Under the cover of night, activists patrol key poaching sites in southeast Cyprus, which is described as an ecological disaster zone for endangered migratory birds.
“Cyprus is the worst country in Europe for the number of birds killed and the species,” Andrea Rutigliano of the Committee Against Bird Slaughter (CABS) said.
Blackcaps, thrushes and other songbirds face a high-risk passage, despite tough prison terms and fines for poachers.
Cooked up in restaurants as a prized, if illegal, delicacy known as ambelopoulia, they are served “under the table” and a typical plate of a dozen birds costs between 40 and 80 euros (US$55 and US$110).
CABS activists armed with maps track down locations where poachers are active and pass the information to police.
The poachers traditionally use nets and limesticks — twigs covered in a sticky substance that instantly trap alighting birds, leaving them to dangle helplessly — and speakers that emit the call of blackcaps to attract their prey.
During the peak season in autumn, 3,000 to 4,000 poachers take to the woods and hills of Cyprus, according to CABS. The spring migration season draws lower numbers because the birds are less plump.
“The situation is... actually getting worse,” Martin Hellicar of BirdLife Cyprus said.
Cypriot authorities cracked down hard on illegal hunting in the years running up to the island’s accession to the EU in 2004, with up to an 80 percent decline in the numbers of birds killed.
Hellicar said the activity has made a comeback over the past seven years, with about 150 species affected, including a number already threatened with extinction.
“When they eat it at the restaurants, people have a picture in their mind of a grandfather catching a few birds with a few limesticks... The reality is a very organized activity, using extensive nets and technology... Huge amounts of money can be made,” Hellicar said.
The Game and Fauna Service of Cyprus, in charge of the fight against poaching, estimates that the illegal trade is worth about 15 million euros a year.
One poacher, speaking on condition of anonymity, told reporters he made thousands of euros from bird trapping, adding that “everybody does it.”
Hellicar said it was also attracting “organized criminals, mafia types... people whose portfolio includes gambling, prostitution.”
Sectors of southeast Cyprus in the autumn are controlled at night by shotgun-toting “professional organized gangs” wearing balaclavas, Rutigliano said.
Ecologists say the situation is worst on the sovereign British bases, a hangover from the colonial era that ended with Cyprus’ independence in 1960.
Prince Charles, a keen conservationist, wrote to Cypriot President Nicos Anastasiades and the commander of the British military on the island to condemn the “industrial-scale killing” of birds.
The Cypriot leader’s response was to order a “targeted and synchronized campaign” by Cyprus’ police and the British bases.
Non-governmental organizations say the Cypriot and British authorities are not deploying enough people.
“We prosecute about 200 cases a year, more than that, and each case can be more than one person.

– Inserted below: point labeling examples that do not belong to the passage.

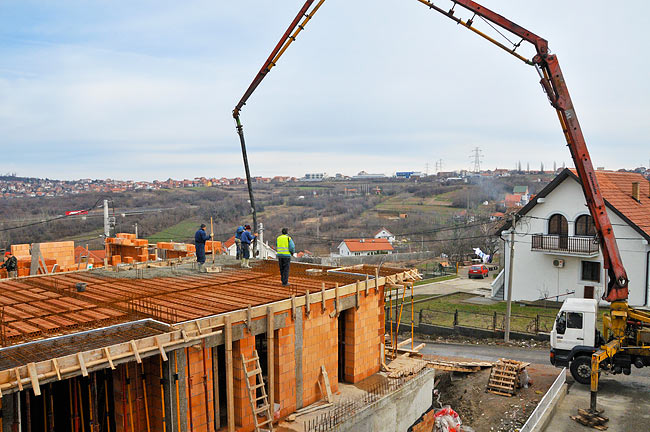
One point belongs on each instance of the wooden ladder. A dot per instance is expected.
(263, 409)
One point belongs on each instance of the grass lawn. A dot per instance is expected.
(440, 311)
(436, 279)
(181, 232)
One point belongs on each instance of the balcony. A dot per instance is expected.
(565, 245)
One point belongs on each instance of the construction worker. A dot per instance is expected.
(238, 233)
(285, 249)
(11, 264)
(200, 237)
(246, 239)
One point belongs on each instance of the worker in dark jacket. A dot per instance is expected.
(238, 233)
(11, 264)
(200, 237)
(285, 249)
(246, 240)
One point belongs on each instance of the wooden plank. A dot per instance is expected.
(82, 364)
(270, 353)
(55, 365)
(108, 357)
(326, 381)
(33, 376)
(136, 354)
(230, 395)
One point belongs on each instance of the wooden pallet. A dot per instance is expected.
(590, 419)
(504, 377)
(259, 405)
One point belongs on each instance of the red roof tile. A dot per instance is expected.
(368, 245)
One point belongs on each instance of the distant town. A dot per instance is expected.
(13, 186)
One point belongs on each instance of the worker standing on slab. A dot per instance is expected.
(246, 239)
(200, 237)
(285, 248)
(238, 233)
(11, 264)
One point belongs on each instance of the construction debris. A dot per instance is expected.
(504, 377)
(459, 366)
(404, 366)
(591, 419)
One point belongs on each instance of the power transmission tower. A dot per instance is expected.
(438, 165)
(477, 155)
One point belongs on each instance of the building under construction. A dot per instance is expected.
(170, 349)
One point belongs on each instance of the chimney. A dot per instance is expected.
(636, 191)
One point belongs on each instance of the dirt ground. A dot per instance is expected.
(487, 412)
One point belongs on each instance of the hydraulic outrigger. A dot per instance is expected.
(554, 85)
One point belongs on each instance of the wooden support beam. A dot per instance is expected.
(270, 354)
(55, 366)
(33, 376)
(230, 395)
(107, 353)
(356, 296)
(82, 364)
(19, 380)
(163, 354)
(136, 354)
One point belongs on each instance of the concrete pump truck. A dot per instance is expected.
(575, 341)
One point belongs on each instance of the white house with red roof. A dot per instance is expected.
(556, 254)
(384, 233)
(364, 247)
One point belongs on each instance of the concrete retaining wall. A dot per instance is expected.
(433, 330)
(397, 411)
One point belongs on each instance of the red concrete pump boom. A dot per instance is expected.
(553, 83)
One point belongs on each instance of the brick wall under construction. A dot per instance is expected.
(186, 393)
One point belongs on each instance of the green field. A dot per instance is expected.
(181, 232)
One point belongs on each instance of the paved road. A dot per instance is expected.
(454, 285)
(487, 352)
(626, 399)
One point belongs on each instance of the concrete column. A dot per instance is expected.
(298, 354)
(171, 419)
(181, 376)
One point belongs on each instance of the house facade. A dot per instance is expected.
(364, 247)
(385, 234)
(556, 254)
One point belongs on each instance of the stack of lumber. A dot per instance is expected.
(591, 419)
(504, 377)
(454, 366)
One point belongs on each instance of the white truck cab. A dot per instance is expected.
(574, 337)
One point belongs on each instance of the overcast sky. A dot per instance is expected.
(145, 89)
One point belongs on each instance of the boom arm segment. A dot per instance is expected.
(556, 89)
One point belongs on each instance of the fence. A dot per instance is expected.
(487, 321)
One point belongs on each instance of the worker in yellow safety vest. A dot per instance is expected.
(285, 248)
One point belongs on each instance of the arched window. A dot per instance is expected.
(585, 226)
(558, 225)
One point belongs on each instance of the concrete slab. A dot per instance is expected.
(626, 400)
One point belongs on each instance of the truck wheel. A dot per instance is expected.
(581, 369)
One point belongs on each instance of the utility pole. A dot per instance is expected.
(511, 268)
(107, 228)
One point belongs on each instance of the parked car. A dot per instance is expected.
(478, 271)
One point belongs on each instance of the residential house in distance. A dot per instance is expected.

We have vigorous campaigns,” Game and Fauna Service head Pantelis Hajiyerou said.
“There is a major decrease [in trapping in government-controlled Cyprus], but an increase in the [British] bases,” he added.

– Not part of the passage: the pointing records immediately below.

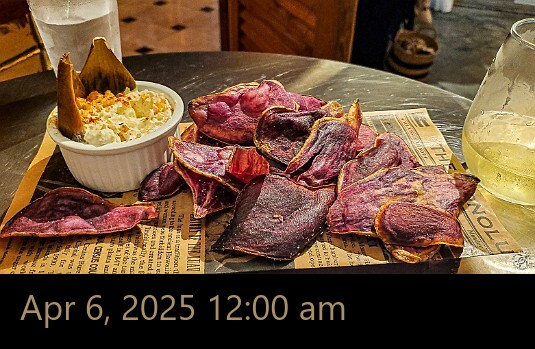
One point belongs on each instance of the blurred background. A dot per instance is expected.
(461, 36)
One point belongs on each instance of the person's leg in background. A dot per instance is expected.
(377, 24)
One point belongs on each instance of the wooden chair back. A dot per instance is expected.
(313, 28)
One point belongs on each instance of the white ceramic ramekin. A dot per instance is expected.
(120, 167)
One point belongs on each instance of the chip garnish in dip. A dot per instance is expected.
(108, 118)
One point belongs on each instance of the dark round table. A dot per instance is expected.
(26, 102)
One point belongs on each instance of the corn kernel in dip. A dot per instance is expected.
(109, 118)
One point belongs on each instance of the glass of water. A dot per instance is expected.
(499, 131)
(71, 25)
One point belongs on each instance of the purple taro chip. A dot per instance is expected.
(275, 218)
(230, 116)
(75, 211)
(161, 183)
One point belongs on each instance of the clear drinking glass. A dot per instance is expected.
(71, 25)
(498, 138)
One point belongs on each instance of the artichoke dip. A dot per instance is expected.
(109, 118)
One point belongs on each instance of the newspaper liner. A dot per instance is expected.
(176, 242)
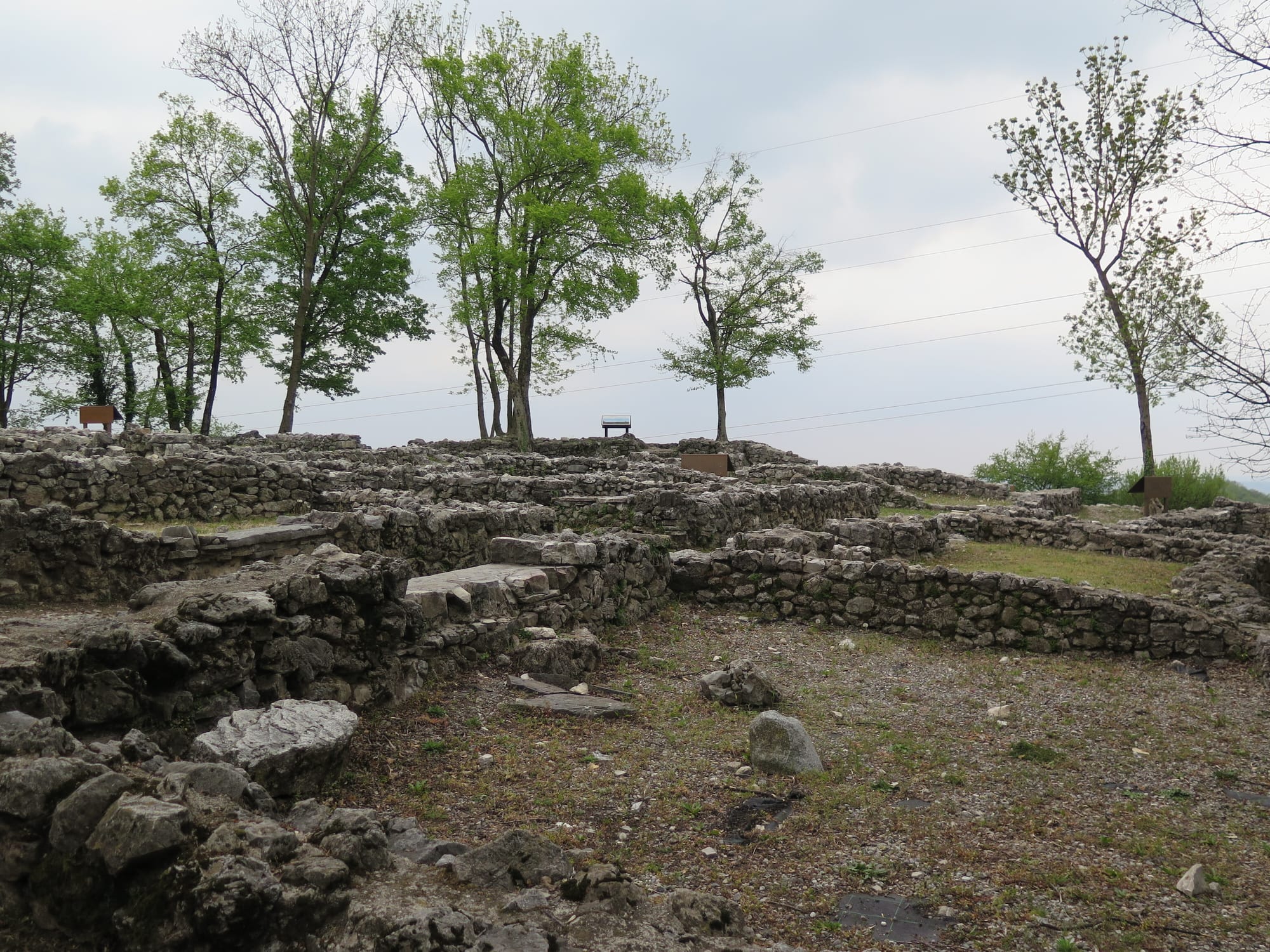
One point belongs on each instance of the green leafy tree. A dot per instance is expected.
(36, 255)
(8, 169)
(360, 295)
(111, 303)
(542, 209)
(185, 191)
(313, 77)
(747, 293)
(1052, 464)
(1098, 183)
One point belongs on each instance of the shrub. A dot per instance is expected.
(1193, 486)
(1047, 464)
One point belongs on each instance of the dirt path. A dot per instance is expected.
(1122, 789)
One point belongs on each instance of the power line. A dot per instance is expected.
(928, 413)
(827, 334)
(924, 116)
(876, 409)
(660, 380)
(920, 119)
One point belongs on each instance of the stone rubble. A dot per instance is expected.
(246, 657)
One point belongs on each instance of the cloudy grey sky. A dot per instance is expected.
(939, 304)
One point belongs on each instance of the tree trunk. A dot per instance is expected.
(189, 399)
(474, 347)
(10, 380)
(171, 399)
(298, 333)
(1149, 451)
(496, 399)
(100, 392)
(213, 376)
(722, 435)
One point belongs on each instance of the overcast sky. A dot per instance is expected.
(864, 117)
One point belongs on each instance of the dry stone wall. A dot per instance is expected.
(921, 480)
(708, 519)
(360, 630)
(980, 609)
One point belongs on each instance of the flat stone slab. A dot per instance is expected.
(576, 705)
(271, 535)
(892, 918)
(535, 687)
(1248, 798)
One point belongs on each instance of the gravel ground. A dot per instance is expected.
(1080, 842)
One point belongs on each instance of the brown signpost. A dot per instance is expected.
(1156, 492)
(718, 464)
(106, 416)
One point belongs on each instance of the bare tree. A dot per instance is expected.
(294, 68)
(1230, 176)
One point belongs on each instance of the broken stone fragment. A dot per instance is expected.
(741, 684)
(77, 817)
(291, 748)
(780, 744)
(1194, 883)
(518, 859)
(138, 830)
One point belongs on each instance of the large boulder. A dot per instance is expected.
(77, 817)
(568, 657)
(30, 790)
(291, 748)
(780, 744)
(740, 684)
(138, 830)
(515, 860)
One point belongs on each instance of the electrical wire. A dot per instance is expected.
(877, 409)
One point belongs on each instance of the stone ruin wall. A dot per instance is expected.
(324, 626)
(972, 609)
(391, 572)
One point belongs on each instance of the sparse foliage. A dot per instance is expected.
(8, 169)
(36, 255)
(1052, 464)
(747, 293)
(313, 77)
(184, 190)
(1099, 185)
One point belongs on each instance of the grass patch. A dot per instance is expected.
(1106, 572)
(1037, 753)
(916, 783)
(203, 529)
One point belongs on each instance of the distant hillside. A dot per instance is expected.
(1244, 494)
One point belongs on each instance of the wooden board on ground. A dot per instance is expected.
(576, 705)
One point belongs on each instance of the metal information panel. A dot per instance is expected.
(1156, 492)
(106, 416)
(718, 464)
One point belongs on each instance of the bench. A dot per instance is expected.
(617, 422)
(106, 416)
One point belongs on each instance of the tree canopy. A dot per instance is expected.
(749, 295)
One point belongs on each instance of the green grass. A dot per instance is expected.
(1106, 572)
(203, 529)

Hajiyerou said plans are being drawn up for a “holistic approach on the poaching problem,” including education on Cyprus where tradition is all-important and 90 percent of people “don’t think it’s wrong to eat ambelopoulia.”

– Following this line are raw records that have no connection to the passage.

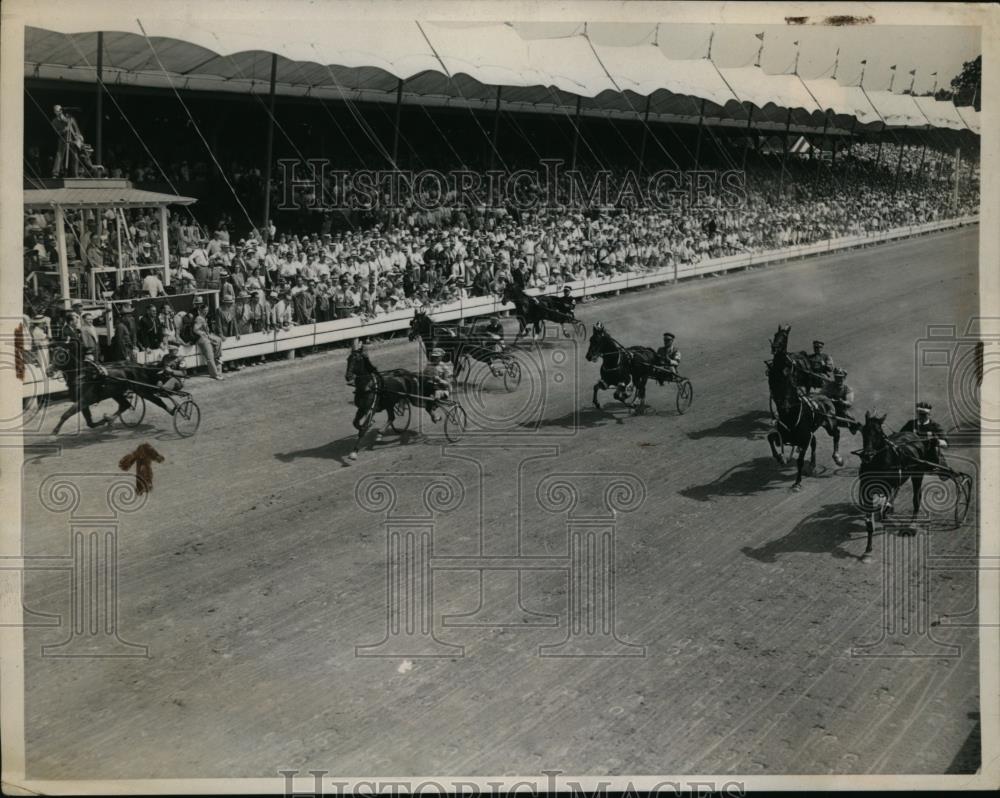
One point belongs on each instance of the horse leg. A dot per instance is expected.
(870, 528)
(104, 422)
(917, 481)
(773, 436)
(800, 463)
(390, 416)
(640, 394)
(73, 409)
(599, 385)
(836, 446)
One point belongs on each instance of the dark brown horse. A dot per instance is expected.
(888, 461)
(88, 386)
(533, 310)
(390, 392)
(798, 414)
(621, 366)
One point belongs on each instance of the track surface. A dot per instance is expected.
(252, 574)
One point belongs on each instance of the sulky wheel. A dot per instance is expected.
(136, 410)
(963, 498)
(401, 415)
(629, 394)
(685, 395)
(455, 422)
(187, 418)
(512, 374)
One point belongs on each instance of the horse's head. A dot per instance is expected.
(873, 437)
(420, 325)
(599, 342)
(780, 341)
(62, 357)
(358, 364)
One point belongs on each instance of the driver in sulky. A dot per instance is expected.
(439, 376)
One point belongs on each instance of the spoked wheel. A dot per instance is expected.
(401, 413)
(963, 499)
(187, 418)
(512, 373)
(685, 395)
(136, 410)
(455, 422)
(466, 368)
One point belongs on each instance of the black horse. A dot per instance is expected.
(888, 461)
(87, 386)
(390, 392)
(620, 366)
(457, 342)
(534, 310)
(798, 414)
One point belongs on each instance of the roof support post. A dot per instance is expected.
(697, 146)
(645, 134)
(923, 154)
(496, 129)
(63, 256)
(395, 129)
(270, 148)
(164, 245)
(899, 166)
(99, 127)
(784, 153)
(850, 140)
(576, 132)
(958, 165)
(822, 139)
(878, 155)
(749, 127)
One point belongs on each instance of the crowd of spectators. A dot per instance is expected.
(406, 257)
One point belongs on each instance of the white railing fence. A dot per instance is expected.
(308, 335)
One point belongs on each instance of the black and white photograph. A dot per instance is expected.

“The wider problem is the political attitude... There are people in positions of power who if not overtly, covertly support the practice of trapping,” said James Guy, the British bases police divisional commander for Dhekelia, on the south coast.
BirdLife Cyprus said that the law — “on paper” — provides for hefty penalties of up to three years behind bars and fines as high as 17,000 euros.
However, the sentences passed so far have been a few hundred euros in fines, serving as “no deterrent at all,” Hellicar said.